Perspective and Interpretation in Ethnography
Ethnography is still commonly used by cultural anthropologists. Practitioners today consult multiple informants during their research in order to gather a variety of perspectives on a culture or society. No one person has a full or authoritative view of their own culture; multiple viewpoints are essential to a full description. Many early anthropological studies only invited male perspectives, introducing a male bias into the resulting ethnographies. Now, anthropologists deliberately seek varied perspectives, consulting people of different genders and ages and who occupy different roles.
Anthropologists can introduce significant bias into an ethnography. The most challenging aspect of fieldwork in cultural anthropology is to observe and study another culture without bias. Having an ethnocentric or etic perspective means someone is judging a culture according to the standards of their own culture and belief system.
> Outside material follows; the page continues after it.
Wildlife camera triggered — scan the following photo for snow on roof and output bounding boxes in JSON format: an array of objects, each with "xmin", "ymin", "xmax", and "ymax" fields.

To observe a culture from the perspective of the people being researched is to have an emic perspective. For anthropologists to be effective researchers, they must be able to observe and gather data from unbiased and emic perspectives. In addition, an anthropologist’s interpretation of the information gathered can significantly alter their research findings. Earlier anthropologists were primarily male and White, so their findings were based on interpretations made through these lenses. Feminist anthropology attempts to address this male bias. Feminist anthropology is recognized as having begun as early as the 1850s, with attempts made (by male anthropologist) to include more information on women in their ethnographic research. In the 1920s, female anthropologists such as Zora Neale Hurston and Ruth Benedict began publishing in the field, but not until the 1928 publication of Margaret Mead’s Coming of Age in Samoa did a female anthropologist gain prominence.
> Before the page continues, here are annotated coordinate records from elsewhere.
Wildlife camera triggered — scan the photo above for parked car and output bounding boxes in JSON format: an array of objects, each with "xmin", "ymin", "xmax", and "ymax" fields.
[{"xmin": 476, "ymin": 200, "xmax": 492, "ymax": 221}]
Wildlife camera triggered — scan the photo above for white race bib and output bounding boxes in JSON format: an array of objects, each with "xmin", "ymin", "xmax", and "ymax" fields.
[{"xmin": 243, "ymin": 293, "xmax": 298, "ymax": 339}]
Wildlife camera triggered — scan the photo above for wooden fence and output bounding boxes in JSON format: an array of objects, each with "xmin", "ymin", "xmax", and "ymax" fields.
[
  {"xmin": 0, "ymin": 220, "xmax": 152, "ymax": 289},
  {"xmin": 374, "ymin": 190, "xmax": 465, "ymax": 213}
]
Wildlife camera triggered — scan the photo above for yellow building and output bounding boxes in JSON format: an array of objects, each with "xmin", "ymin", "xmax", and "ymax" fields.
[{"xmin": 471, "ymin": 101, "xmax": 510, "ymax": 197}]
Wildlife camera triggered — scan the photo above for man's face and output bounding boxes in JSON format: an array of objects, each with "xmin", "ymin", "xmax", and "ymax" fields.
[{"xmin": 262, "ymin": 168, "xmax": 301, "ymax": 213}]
Women’s contributions and perspectives became much more pronounced in the later parts of the 20th century. Feminist anthropologists seek not only to claim a role for themselves in the field equal to that offered to men but also to expand the focal points of anthropological inquiry to include areas of life such as family, marriage, and child-rearing, as well as the economic and social roles played by women. The dominance of male anthropologists had biased analysis of human societies toward male-dominated roles and activities. Many early archaeological research, for example, assigned no role to women in early societies or assumed that women’s roles were limited to maintaining households and raising children. Evidence of women’s subsistence and economic activities was either not looked for or ignored. It was also assumed that women in early societies had subservient roles to men, when in fact most early societies have now been found to be very egalitarian, with equal status accorded to women and men. Feminist anthropology has both expanded research to include women’s roles and aimed to understand the gender roles in other societies on their own terms, rather than according to the gender roles of the researcher’s own society.
Other perspectives emerged in anthropology in the 1970s as more members of minority groups began entering the field. One category of minority voices that has been a significant asset to anthropology is that of people with Indigenous ancestors. Practitioners with this type of background are part of a subfield called Indigenous anthropology. Indigenous anthropology is discussed in detail in Indigenous Anthropology.